Delete audit resources

To permanently delete all resources created by the Log Audit Service (including projects, logstores, dashboards, and alerts), perform the following steps.

  1. In the navigation pane on the left of the Log Audit Service console, choose Access to Cloud Services > Global Configurations.

  2. On the Global Configurations page, click Delete Audit Resource in the upper-right corner.

  3. In the Delete All Resources of Log Audit Service dialog box, click Disable Log Collection for Cloud Services.

  4. In the Confirm dialog box, click Confirm.

  5. In the Delete All Resources of Log Audit Service dialog box, copy the command.

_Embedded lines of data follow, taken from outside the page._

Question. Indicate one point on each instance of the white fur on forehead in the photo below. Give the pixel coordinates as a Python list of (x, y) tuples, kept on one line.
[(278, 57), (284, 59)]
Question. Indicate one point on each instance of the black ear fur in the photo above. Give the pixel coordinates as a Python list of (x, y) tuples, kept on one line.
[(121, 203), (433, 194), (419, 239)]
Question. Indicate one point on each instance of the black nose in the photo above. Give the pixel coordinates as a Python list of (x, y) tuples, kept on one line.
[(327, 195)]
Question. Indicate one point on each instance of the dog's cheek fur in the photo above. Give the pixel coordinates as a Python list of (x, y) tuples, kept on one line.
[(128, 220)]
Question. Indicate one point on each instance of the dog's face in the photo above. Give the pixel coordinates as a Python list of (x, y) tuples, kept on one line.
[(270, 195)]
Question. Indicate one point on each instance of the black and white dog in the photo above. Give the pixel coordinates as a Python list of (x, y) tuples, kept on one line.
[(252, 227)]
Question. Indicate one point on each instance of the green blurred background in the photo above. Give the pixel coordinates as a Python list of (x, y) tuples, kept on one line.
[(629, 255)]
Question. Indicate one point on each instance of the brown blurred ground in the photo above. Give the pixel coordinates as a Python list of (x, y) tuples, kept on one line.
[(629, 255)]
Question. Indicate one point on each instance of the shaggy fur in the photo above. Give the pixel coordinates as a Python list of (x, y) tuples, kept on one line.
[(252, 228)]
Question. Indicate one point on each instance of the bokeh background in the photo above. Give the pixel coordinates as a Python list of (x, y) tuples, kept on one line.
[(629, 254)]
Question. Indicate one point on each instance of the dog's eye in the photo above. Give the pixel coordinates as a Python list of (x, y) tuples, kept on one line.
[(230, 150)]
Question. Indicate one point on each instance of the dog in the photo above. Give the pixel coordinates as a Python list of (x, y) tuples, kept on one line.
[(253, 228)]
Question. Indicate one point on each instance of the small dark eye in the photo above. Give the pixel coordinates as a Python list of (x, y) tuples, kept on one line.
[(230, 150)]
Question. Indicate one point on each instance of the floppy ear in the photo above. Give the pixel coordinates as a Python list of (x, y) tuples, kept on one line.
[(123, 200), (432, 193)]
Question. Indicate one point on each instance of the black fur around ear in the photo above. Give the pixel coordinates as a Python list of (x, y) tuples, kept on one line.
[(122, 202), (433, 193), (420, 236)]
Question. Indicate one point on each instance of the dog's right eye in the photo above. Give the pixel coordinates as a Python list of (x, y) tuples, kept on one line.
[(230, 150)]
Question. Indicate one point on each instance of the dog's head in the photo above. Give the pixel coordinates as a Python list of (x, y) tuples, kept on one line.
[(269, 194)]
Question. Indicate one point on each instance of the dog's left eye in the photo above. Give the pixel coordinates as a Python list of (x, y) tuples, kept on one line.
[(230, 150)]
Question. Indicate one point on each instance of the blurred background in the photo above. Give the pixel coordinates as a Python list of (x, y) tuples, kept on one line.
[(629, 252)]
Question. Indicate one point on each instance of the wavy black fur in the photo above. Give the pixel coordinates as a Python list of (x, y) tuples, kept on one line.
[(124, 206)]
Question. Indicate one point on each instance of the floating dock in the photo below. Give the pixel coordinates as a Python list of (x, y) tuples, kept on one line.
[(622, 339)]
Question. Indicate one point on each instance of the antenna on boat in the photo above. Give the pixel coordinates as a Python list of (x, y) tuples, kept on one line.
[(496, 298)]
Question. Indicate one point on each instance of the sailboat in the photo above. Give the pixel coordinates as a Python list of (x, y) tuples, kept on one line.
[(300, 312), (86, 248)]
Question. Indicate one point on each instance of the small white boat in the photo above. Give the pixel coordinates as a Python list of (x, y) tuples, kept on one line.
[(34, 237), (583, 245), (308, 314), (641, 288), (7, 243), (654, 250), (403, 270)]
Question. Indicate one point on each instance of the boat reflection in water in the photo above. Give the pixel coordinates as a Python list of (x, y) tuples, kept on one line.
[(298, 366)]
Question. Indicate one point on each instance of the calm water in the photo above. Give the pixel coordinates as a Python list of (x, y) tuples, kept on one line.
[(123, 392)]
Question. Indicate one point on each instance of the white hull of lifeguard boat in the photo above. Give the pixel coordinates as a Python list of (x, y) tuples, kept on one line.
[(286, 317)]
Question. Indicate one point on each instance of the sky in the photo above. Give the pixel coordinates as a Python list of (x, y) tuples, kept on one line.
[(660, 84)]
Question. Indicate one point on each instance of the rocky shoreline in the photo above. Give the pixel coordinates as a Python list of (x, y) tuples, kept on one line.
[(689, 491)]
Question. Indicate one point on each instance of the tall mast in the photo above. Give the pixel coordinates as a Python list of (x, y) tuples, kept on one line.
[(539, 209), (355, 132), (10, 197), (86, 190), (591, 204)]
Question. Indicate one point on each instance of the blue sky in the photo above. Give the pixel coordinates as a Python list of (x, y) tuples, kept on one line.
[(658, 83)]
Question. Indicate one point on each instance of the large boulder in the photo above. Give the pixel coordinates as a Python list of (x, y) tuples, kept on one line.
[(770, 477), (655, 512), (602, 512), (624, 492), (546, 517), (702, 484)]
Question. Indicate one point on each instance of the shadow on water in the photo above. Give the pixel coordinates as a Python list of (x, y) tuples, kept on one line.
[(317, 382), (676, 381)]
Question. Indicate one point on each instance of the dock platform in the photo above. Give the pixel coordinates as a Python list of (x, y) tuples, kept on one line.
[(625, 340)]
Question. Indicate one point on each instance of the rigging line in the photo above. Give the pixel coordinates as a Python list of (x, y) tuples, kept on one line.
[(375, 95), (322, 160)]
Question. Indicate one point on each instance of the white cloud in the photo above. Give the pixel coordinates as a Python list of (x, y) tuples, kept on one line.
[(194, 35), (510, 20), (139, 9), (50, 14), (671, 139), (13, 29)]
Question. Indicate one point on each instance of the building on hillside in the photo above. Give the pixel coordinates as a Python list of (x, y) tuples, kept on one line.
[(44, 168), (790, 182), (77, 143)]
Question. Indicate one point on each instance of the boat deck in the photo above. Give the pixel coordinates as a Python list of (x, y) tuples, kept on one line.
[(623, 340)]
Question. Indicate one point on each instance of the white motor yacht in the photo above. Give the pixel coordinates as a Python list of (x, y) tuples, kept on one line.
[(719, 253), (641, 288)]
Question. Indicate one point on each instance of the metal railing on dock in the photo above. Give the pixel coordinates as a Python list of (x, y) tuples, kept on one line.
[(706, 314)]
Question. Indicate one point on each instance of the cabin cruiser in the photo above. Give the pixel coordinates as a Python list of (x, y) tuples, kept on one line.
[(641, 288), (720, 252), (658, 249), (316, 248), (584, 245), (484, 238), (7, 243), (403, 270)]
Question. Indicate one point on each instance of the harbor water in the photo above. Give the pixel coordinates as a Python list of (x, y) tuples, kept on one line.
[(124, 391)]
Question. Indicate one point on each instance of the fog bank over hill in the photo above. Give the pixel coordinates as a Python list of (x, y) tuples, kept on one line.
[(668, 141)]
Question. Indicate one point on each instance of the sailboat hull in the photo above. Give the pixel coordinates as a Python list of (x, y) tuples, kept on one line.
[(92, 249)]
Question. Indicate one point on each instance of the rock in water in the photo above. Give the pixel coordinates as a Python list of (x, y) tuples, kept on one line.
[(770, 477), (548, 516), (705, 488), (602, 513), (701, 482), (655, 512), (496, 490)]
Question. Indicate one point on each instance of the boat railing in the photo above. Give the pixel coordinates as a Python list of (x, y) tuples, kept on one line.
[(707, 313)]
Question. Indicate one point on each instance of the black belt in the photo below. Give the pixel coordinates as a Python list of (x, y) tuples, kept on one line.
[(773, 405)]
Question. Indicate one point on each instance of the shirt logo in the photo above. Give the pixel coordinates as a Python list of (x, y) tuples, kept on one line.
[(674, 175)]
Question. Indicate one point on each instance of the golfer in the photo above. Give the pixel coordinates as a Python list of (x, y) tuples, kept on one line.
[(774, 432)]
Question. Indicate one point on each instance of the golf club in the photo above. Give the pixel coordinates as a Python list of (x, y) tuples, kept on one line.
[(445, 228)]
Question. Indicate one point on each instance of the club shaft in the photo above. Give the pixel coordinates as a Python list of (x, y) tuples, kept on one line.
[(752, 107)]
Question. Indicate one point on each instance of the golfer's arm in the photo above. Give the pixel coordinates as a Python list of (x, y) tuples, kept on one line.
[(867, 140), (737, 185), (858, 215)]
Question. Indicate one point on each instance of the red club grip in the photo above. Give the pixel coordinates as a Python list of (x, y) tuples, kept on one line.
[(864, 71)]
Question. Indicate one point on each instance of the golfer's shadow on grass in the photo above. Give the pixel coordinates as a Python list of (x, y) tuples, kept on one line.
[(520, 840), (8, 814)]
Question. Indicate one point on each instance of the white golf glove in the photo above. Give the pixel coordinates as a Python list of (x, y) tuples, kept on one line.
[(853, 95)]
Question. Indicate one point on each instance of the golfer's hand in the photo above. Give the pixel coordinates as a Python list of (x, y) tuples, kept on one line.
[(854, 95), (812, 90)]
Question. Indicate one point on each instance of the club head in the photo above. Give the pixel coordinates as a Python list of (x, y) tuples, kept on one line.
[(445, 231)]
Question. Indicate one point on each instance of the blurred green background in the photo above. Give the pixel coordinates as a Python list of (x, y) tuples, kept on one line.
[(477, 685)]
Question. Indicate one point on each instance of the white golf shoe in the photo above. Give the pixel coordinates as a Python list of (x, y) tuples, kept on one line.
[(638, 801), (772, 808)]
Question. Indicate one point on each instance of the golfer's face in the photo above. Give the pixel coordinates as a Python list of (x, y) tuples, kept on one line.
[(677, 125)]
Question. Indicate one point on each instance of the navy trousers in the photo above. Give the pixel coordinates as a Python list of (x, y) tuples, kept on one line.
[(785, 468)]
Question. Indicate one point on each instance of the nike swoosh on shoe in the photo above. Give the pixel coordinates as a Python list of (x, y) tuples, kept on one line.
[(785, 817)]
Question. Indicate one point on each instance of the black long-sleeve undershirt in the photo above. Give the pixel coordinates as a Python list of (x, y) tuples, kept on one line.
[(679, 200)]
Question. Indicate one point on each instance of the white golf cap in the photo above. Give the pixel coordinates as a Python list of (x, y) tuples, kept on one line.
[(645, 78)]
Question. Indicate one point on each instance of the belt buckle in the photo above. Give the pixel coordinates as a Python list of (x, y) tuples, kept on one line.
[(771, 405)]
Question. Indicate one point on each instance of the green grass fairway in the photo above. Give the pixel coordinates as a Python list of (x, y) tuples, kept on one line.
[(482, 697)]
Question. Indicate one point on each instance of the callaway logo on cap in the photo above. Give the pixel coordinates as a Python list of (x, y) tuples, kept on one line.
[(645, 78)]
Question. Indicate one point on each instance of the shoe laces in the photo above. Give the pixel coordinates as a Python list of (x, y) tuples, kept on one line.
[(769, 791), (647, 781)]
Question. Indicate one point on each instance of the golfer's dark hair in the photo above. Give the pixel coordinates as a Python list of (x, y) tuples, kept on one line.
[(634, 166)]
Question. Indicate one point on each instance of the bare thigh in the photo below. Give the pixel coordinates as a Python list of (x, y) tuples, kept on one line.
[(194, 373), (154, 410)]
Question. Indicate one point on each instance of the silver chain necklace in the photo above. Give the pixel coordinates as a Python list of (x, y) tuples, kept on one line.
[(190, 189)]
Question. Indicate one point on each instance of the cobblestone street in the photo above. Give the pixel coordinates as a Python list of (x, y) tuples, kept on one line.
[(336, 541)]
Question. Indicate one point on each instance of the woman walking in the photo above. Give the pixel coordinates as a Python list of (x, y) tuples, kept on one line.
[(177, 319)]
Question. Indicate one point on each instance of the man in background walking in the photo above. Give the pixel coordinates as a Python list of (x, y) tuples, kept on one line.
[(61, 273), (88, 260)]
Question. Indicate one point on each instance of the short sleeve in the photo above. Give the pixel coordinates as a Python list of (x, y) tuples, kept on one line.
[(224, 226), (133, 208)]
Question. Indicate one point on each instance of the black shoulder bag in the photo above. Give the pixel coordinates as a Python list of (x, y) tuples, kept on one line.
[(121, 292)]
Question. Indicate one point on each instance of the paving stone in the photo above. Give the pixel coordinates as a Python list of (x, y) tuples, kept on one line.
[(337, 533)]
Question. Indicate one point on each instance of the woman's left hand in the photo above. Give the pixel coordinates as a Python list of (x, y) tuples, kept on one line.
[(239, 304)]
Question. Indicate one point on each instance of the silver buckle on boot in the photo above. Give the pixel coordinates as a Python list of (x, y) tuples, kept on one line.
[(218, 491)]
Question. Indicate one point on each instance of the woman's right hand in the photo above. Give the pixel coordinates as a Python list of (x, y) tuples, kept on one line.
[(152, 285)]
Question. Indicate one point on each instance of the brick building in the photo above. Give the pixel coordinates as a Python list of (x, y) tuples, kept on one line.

    If you want to delete all resources, copy all commands. If you want to delete only some resources, copy the required commands. The command format is described as follows:

    Important
    • Execute the delete commands in order. First, delete the regional projects, and then delete the central project.

    • Before you delete the projects, wait 1 to 2 minutes to ensure that log collection for all cloud products has stopped.

    • Example of a command to delete a regional project:

      aliyunlog log delete_project --project_name=slsaudit-region-12****34-cn-huhehaote --region-endpoint=cn-huhehaote.log.aliyuncs.com
    • Example of a command to delete the central project:

      aliyunlog log delete_project --project_name=slsaudit-center-12****34-cn-huhehaote --region-endpoint=cn-huhehaote.log.aliyuncs.com

    In the commands, 12****34 is the Alibaba Cloud account ID, and cn-huhehaote is the region where the project resides. region-endpoint is the endpoint of the Simple Log Service project. For more information, see Endpoints.

  6. In the top navigation bar, click the 云命令行 icon.

  7. In the cloudshell dialog box, run the commands that you copied.

    The system runs the commands one by one to delete the audit resources.